Cellular lipid peroxidation end-products induce apoptosis in human lens epithelial cells

Abstract

Hydrogen peroxide (H 2O 2), an oxidant present in high concentrations in the aqueous humor of the elderly eyes, is known to impart toxicity to the lens—apoptosis being one of the toxic events. Since H 2O 2 causes lipid peroxidation leading to the formation of reactive end-products, it is important to investigate whether the end-products of lipid peroxidation are involved in the oxidation-induced apoptosis in the lens. 4-Hydroxynonenal (HNE), a major cytotoxic end product of lipid peroxidation, has been shown to mediate oxidative stress-induced cell death in many cell types. It has been shown that HNE is cataractogenic in micromolar concentrations in vitro, however, the underlying mechanism is not yet clearly understood. In the present study we have demonstrated that H 2O 2 and the lipid derived aldehydes, HNE and 4-hydroxyhexenal (HHE), can induce dose- and time-dependent loss of cell viability and a simultaneous increase in apoptosis involving activation of caspases such as caspase-1, -2, -3, and -8 in the cultured human lens epithelial cells. Interestingly, we observed that Z-VAD, a broad range inhibitor of caspases, conferred protection against H 2O 2- and HNE-induced apoptosis, suggesting the involvement of caspases in this apoptotic system. Using the cationic dye JC-1, early apoptotic changes were assessed following 5 h of HNE and H 2O 2 insult. Though HNE exposure resulted in ∼ 50% cells to undergo early apoptotic changes, no such changes were observed in H 2O 2 treated cells during this period.

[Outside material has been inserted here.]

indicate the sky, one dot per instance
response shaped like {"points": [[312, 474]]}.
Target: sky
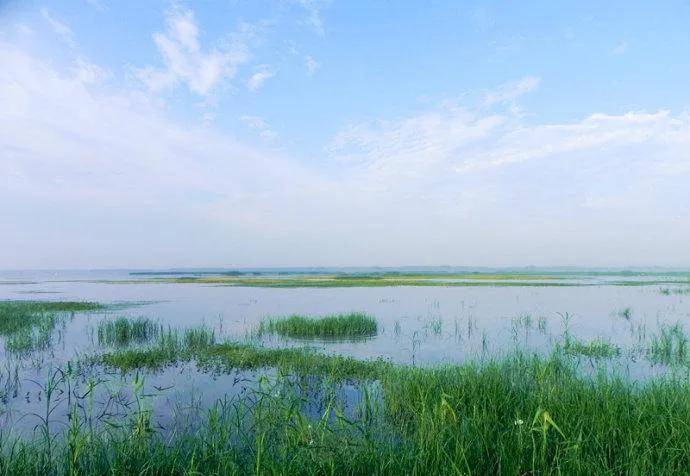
{"points": [[344, 133]]}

Furthermore, apoptosis, as determined by quantifying the DNA fragmentation, was apparent at a much earlier time period by HNE as opposed to H 2O 2. Taken together, the results demonstrate the apoptotic potential of the lipid peroxidation end-products and suggest that H 2O 2-induced apoptosis may be mediated by these end-products in the lens epithelium.